- EUA manterão pressão por reformas na Organização das Nações Unidas e pagarão suas dívidas, disse o embaixador Mike Waltz, em Genebra.
- Washington fará um pagamento inicial nas próximas semanas, sem detalhar o valor.
- Os EUA são o maior contribuinte do orçamento da ONU, mas deixaram de pagar parcelas obrigatórias e reduziram o financiamento voluntário a agências.
- Dívidas em aberto: US$ 2,19 bilhões ao orçamento regular, US$ 2,4 bilhões para missões de paz e US$ 43,6 milhões para tribunais da ONU.
- Waltz pediu eficiência e reformas, citando cortes de 20% no orçamento da Secretaria da ONU e medidas de economia, como trabalho remoto, uso de IA e realocação de funcionários; visita de dois dias a Genebra.
O Departamento de Estado dos EUA deixará claro que continuará pressionando a ONU por reformas, mesmo após reduzir décadas de financiamento a várias agências e cortes de milhões de dólares no ano anterior. A afirmação foi feita pela embaixadora dos EUA junto às Nações Unidas, nações Unidas, em Genebra.
Mike Waltz, embaixador dos EUA na ONU, detalhou que o pagamento de cotas continuará ocorrendo nos próximos meses, sem especificar valores. Ele destacou que os EUA manterão a pressão por eficiência e reformas nas agências da organização.
O governo americano permanece como o maior contribuinte do orçamento da ONU, mas sob a gestão de Donald Trump deixou de cumprir pagamentos obrigatórios às metas regulares e de paz, além de reduzir o financiamento voluntário a agências da ONU.
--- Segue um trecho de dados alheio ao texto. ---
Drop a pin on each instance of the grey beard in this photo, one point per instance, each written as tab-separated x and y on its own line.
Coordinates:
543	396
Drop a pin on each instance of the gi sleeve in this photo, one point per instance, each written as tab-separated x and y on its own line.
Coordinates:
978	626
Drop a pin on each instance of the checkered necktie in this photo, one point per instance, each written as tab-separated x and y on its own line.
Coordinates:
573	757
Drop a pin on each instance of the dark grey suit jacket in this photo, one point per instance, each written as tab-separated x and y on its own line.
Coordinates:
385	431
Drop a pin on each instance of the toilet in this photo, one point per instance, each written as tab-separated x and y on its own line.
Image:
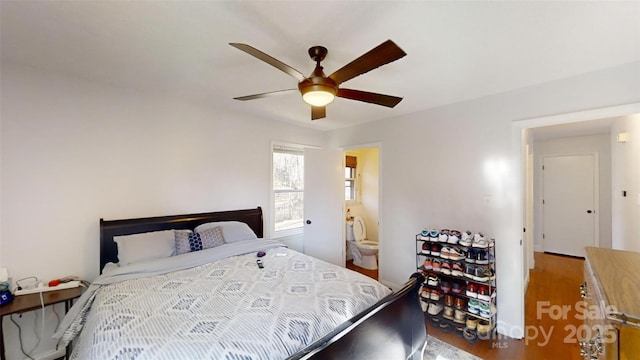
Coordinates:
363	251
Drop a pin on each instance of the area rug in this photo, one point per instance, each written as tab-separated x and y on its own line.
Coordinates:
439	350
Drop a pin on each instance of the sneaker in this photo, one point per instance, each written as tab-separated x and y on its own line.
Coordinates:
436	294
457	269
426	248
434	309
473	306
445	286
448	313
448	300
433	280
470	256
472	322
483	328
459	316
436	265
446	267
456	254
454	236
469	271
487	310
470	335
472	290
466	239
435	249
433	235
445	252
458	288
428	263
481	257
444	235
480	241
481	274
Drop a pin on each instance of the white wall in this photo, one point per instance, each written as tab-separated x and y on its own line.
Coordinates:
599	144
460	166
626	176
367	206
75	151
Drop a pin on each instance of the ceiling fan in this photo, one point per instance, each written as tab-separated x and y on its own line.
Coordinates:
318	90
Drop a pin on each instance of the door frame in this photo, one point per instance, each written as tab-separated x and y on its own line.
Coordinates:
596	191
376	145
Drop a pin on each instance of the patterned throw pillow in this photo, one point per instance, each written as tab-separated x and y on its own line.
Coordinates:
206	239
182	241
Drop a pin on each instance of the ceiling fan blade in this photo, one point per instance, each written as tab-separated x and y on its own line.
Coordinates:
373	98
272	93
269	60
318	112
382	54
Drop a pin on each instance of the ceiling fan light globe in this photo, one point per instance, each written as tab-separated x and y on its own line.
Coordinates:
318	97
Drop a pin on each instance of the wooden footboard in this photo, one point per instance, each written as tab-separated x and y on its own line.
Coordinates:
393	328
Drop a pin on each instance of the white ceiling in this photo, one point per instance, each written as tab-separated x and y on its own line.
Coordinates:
456	50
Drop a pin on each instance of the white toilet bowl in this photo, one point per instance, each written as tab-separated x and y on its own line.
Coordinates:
363	251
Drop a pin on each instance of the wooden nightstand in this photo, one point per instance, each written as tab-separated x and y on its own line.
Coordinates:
30	302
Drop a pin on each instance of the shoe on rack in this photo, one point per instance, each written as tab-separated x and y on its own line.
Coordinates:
444	235
436	265
481	274
448	300
456	254
436	294
466	239
448	313
470	335
457	287
435	249
457	269
454	236
459	316
470	256
473	306
445	286
445	268
428	263
434	309
482	257
470	271
433	235
445	252
433	280
426	248
472	290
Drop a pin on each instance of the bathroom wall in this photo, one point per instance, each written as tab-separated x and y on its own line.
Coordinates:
367	204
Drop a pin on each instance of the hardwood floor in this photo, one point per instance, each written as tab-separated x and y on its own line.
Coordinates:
553	284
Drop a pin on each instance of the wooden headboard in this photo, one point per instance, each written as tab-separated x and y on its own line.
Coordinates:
111	228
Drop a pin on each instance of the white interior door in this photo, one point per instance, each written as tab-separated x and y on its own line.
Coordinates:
324	205
569	204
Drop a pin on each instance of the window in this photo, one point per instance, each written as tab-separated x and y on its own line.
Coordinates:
350	178
288	189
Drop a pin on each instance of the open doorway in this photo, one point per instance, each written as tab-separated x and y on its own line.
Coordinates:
362	203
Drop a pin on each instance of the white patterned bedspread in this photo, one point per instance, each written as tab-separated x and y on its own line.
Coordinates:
227	309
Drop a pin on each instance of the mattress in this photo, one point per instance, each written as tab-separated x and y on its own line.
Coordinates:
218	307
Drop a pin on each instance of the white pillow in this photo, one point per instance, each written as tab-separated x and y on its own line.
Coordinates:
231	230
145	246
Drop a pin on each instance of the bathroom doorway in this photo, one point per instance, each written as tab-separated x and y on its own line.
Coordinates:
362	198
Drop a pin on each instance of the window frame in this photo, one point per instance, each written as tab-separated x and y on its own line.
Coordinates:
272	223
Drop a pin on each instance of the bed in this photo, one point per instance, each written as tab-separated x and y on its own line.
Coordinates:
210	299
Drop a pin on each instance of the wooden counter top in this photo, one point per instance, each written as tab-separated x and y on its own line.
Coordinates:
618	274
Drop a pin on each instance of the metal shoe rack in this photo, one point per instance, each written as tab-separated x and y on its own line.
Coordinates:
461	301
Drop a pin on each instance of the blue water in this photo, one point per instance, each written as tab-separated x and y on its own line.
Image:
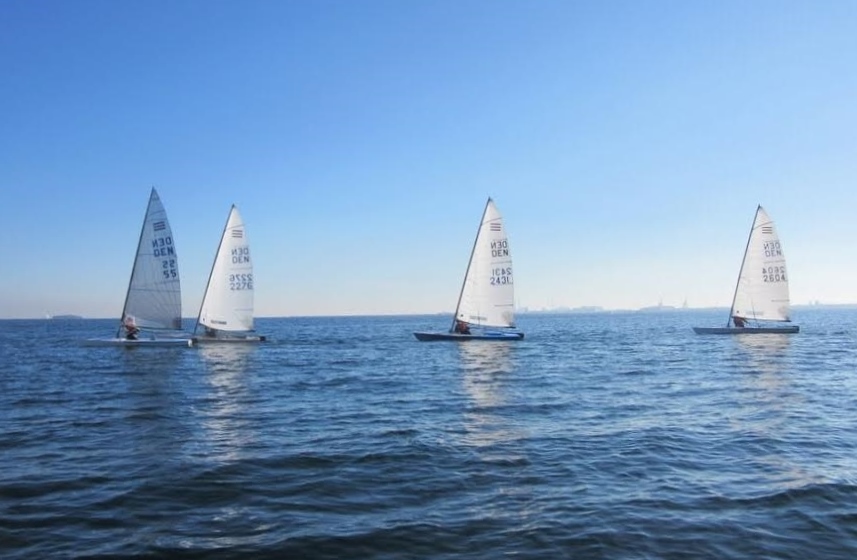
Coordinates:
598	436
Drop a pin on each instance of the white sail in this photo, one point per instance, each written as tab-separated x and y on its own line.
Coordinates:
228	301
154	292
488	293
762	292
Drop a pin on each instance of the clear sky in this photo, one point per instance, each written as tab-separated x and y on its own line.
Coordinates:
627	144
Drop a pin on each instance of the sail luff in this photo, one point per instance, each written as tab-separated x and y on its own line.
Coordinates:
743	262
213	265
152	195
469	263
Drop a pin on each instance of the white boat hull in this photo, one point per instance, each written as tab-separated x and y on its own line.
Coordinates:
791	329
145	342
228	339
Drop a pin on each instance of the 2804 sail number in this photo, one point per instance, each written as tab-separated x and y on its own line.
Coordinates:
774	274
240	282
501	276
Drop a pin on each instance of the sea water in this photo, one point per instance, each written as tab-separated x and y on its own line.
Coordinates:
614	435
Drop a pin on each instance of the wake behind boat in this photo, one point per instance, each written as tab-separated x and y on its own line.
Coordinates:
151	315
761	298
486	303
226	313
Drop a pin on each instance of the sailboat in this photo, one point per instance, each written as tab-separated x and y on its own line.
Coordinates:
151	315
226	313
486	303
761	297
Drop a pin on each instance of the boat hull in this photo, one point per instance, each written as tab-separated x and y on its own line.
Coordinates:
144	342
489	335
791	329
228	339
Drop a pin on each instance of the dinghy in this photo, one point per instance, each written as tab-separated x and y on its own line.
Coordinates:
761	299
226	313
486	303
151	315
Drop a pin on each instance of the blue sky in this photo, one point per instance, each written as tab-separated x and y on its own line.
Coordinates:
626	143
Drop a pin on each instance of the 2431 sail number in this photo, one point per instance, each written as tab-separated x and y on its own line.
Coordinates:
774	274
240	282
501	276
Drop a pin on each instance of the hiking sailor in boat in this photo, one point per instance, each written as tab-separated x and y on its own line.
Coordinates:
131	328
462	328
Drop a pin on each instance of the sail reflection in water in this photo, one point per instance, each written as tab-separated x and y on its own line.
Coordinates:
227	430
486	368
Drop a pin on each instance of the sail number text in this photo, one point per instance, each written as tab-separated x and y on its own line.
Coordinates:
774	274
501	276
499	248
163	247
240	255
772	249
240	282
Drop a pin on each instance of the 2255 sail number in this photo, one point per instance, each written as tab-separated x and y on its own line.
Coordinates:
774	274
240	282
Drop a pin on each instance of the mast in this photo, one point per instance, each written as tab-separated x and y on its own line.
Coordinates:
213	264
152	195
741	270
467	271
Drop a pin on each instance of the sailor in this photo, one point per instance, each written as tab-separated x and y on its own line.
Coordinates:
462	328
131	328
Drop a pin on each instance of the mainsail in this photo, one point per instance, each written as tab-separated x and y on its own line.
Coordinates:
762	292
488	294
154	291
228	301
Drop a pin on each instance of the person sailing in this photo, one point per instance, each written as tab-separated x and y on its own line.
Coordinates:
131	328
461	327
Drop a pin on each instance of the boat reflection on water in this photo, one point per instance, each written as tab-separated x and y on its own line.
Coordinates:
765	353
226	429
486	368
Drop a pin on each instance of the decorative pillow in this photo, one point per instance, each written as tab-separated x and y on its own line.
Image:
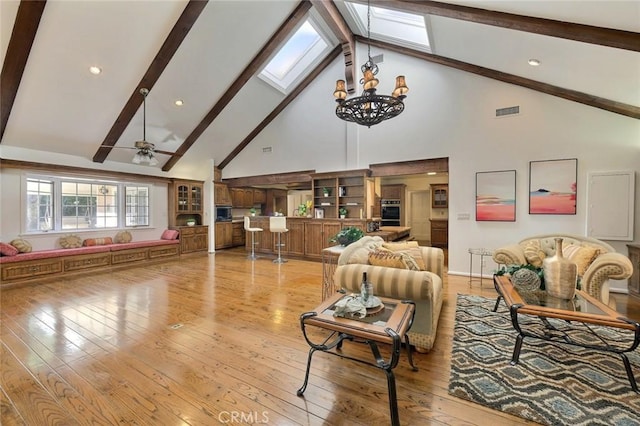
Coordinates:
123	237
387	258
70	241
533	253
404	245
23	246
413	256
169	234
97	241
8	250
580	255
Dívida com a ONU e metas de reforma
Até o início de fevereiro, autoridades da ONU estimaram que os EUA deviam cerca de 2,19 bilhões de dólares ao orçamento regular, somando mais de 95% do total de dívidas globais. Além disso, há débitos de cerca de 2,4 bilhões de dólares por missões de paz e 43,6 milhões destinados a tribunais da ONU.
Waltz não detalhou a quantia exata a ser paga, mas afirmou que o país manterá os pagamentos enquanto busca reformas. O embaixador ressaltou que os EUA pedem eficiência e mais resultados com recursos equivalentes ou menores.
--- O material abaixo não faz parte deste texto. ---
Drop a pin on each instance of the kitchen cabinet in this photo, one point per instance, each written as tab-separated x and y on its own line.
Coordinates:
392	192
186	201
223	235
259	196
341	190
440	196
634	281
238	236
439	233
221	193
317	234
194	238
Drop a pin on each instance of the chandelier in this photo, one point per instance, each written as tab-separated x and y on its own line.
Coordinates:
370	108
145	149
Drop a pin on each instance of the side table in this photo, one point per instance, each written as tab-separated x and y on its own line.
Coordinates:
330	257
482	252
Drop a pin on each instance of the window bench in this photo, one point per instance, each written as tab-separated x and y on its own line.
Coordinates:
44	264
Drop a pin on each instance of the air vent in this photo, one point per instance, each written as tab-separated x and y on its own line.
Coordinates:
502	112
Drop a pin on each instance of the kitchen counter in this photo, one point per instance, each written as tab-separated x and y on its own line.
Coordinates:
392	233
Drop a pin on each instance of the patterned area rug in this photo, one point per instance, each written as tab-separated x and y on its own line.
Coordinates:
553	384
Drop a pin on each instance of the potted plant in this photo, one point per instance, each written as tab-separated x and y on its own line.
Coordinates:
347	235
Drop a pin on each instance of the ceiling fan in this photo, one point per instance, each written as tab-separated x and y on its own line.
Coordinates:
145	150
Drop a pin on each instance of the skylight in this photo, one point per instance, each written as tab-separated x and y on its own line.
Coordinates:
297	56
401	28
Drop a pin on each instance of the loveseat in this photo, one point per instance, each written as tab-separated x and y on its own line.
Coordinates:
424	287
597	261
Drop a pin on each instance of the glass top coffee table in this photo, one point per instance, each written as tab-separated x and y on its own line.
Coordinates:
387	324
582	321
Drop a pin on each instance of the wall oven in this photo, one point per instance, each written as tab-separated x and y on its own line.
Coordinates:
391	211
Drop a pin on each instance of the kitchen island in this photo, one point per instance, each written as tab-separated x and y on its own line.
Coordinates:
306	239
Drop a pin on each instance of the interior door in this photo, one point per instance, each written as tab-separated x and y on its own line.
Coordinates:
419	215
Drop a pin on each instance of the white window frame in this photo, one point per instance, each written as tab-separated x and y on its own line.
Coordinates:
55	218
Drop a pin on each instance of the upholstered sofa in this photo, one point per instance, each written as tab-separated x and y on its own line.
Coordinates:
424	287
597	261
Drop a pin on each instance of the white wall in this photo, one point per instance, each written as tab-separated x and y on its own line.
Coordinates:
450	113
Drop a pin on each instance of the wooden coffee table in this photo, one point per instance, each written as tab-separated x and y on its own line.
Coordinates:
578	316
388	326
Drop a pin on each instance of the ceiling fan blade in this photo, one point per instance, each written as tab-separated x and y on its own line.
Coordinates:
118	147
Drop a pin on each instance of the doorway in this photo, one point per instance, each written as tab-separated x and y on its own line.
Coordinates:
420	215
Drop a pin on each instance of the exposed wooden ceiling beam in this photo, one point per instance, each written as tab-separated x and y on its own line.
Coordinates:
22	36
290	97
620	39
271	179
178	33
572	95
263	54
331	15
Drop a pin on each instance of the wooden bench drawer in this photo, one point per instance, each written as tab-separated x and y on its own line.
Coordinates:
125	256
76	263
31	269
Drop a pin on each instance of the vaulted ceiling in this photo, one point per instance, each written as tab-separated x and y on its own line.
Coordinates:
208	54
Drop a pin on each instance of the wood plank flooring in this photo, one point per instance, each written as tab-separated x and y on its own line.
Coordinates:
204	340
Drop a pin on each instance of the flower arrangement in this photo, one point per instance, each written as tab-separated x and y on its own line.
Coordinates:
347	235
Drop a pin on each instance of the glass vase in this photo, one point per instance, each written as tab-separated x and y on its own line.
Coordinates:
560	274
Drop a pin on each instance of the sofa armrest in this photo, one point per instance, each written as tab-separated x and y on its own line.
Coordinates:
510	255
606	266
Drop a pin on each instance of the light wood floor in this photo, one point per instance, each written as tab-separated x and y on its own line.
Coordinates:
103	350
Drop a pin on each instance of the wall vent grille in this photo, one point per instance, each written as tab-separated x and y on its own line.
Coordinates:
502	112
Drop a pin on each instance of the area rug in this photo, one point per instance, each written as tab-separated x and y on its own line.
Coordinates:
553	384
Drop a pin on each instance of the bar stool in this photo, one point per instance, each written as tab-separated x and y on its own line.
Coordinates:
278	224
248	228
Dinâmica de reformas e impactos
O anúncio acontece em meio aos primeiros sinais de reformas que já resultaram em cortes de 20% no orçamento regular do Secretariat, com reduções de empregos, congelamento de contratações e restrições a viagens de staff.
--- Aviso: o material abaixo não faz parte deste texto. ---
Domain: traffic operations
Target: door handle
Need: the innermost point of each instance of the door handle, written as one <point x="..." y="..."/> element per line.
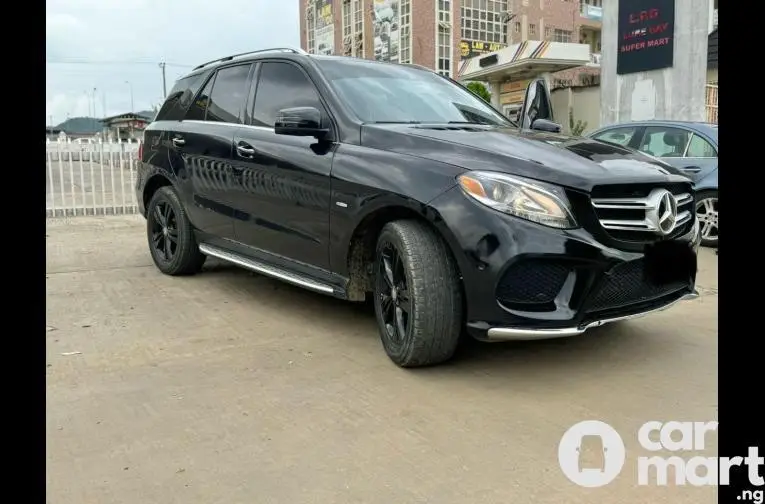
<point x="245" y="150"/>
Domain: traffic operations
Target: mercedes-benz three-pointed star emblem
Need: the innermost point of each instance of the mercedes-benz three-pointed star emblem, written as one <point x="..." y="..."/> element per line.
<point x="664" y="216"/>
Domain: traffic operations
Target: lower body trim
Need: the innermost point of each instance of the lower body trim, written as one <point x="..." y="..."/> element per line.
<point x="265" y="269"/>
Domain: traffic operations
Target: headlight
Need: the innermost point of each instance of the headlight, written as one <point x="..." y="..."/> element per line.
<point x="528" y="199"/>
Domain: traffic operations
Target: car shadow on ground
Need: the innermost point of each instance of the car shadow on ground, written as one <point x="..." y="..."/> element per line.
<point x="608" y="347"/>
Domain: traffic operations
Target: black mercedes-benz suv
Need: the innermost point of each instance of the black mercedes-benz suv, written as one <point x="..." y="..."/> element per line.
<point x="354" y="178"/>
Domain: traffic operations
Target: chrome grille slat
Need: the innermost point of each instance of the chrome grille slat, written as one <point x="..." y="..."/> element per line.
<point x="638" y="213"/>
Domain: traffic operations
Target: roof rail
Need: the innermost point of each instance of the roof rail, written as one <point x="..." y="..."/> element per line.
<point x="229" y="58"/>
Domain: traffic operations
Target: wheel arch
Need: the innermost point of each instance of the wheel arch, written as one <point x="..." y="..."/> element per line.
<point x="153" y="184"/>
<point x="361" y="244"/>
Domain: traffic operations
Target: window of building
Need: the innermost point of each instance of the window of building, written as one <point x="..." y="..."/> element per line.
<point x="444" y="37"/>
<point x="482" y="21"/>
<point x="405" y="46"/>
<point x="228" y="95"/>
<point x="358" y="28"/>
<point x="347" y="28"/>
<point x="557" y="35"/>
<point x="282" y="85"/>
<point x="310" y="28"/>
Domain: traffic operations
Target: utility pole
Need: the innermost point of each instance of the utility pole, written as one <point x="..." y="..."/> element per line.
<point x="132" y="107"/>
<point x="164" y="81"/>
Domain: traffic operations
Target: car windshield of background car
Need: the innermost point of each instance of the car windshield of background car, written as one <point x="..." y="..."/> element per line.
<point x="386" y="93"/>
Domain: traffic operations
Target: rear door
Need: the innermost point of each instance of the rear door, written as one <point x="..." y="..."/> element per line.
<point x="204" y="140"/>
<point x="700" y="157"/>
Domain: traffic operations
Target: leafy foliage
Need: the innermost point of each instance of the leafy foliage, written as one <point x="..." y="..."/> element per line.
<point x="480" y="90"/>
<point x="576" y="127"/>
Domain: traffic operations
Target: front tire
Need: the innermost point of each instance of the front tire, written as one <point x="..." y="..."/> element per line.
<point x="417" y="297"/>
<point x="172" y="243"/>
<point x="707" y="213"/>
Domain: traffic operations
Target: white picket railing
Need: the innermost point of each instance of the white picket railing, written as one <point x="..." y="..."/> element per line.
<point x="96" y="178"/>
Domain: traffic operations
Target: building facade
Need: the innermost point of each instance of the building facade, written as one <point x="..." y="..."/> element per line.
<point x="441" y="34"/>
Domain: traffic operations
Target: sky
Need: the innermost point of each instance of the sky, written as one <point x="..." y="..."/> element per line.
<point x="115" y="46"/>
Waltz está em visita de dois dias a Genebra para encontros com autoridades de várias agências da ONU, incluindo o ACNUR, que enfrenta cortes orçamentários significativos.
Perspectivas e próximos passos
Em janeiro, o governo Trump anunciou a saída dos EUA de várias organizações internacionais, com destaque para a OMS, sob alegação de interesses nacionais. A posição de Washington busca combinar contribuições com demandas por mudanças estruturais.
O embaixador indicou que medidas de redução de custos também passam por realocação de pessoal e uso ampliado de ferramentas digitais, como trabalho remoto e tradução com IA, além de mover equipes para localizar fora de Genebra e Nova York.
As discussões seguem enquanto as agências da ONU avaliam impactos de cortes e reorganizações, incluindo realocação de milhares de postos, já anunciada por algumas entidades como parte de ajustes financeiros.